In a project commissioned by UK Athletics and the IAAF, Maughan studied several athletes who had tested positive for nandrolone and a group of physically active, healthy volunteers. The subjects were not monitored continuously, and Maughan does not place too much emphasis on the results from the athletes — who may have had a vested interest in the study's results. More important, he says, are the findings from the healthy volunteers who consumed large quantities of the sort of food supplements used by athletes. First, Maughan tested three volunteers and found that the one who had exercised that day tested above the threshold for the nandrolone tests. In a follow-up study, in which ten volunteers were given supplements and told to exercise, five tested above the threshold.

Maughan stresses that his results are preliminary. “This is at a very early stage and we recognize we need more information,” he says. Given this, and questions surrounding the precise methods used, the IAAF panel rejected the British athletes' appeal. Wilhelm Schänzer, director of the IOC-accredited doping control lab in Cologne, which conducted Christie's positive test, argues that the nandrolone test threshold has been subject to extensive validation. “We have data from hundreds of thousands of samples,” he says. These data have not been published, but Schänzer adds that a French study on 30 healthy men5 found a maximum urinary concentration of 19-norandrosterone of 0.32 ng ml−1.
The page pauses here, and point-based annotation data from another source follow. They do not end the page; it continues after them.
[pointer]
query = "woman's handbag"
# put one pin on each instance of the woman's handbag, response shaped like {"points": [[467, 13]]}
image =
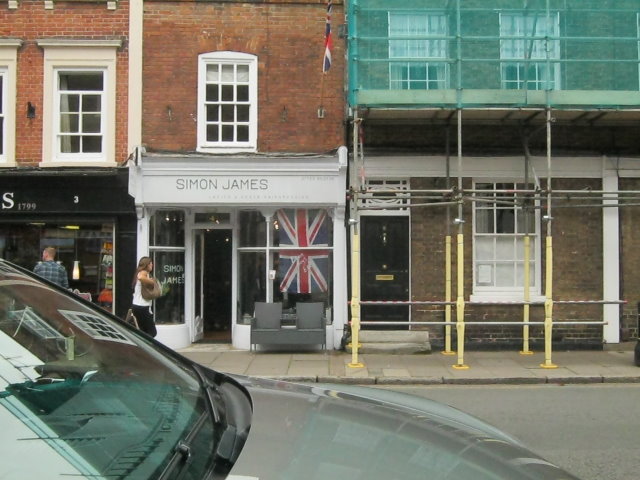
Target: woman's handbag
{"points": [[131, 319], [151, 293]]}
Some positive nandrolone tests could be the result of athletes buying contaminated nutritional supplements. Maughan could find no trace of nandrolone or related compounds in the supplements his volunteers consumed. But several antidoping laboratories, including Schänzer's, have analysed such supplements, procured from athletes or from suppliers advertising on the Internet, and found traces of nandrolone or its precursors not mentioned on the labelling. “We informed the IOC and the doping control officials of the different sports federations, but so far only the international cycling federation has responded by formally advising its members against using nutritional supplements,” says Schänzer.

Although it might seem harsh to take sanctions against those who may have inadvertently consumed a banned substance, the rules state that it is the responsibility of athletes to ensure that they remain clean. The antidoping scientists' job, says Schänzer, “is to say whether or not certain substances are in the body, not how they might have come to get there”.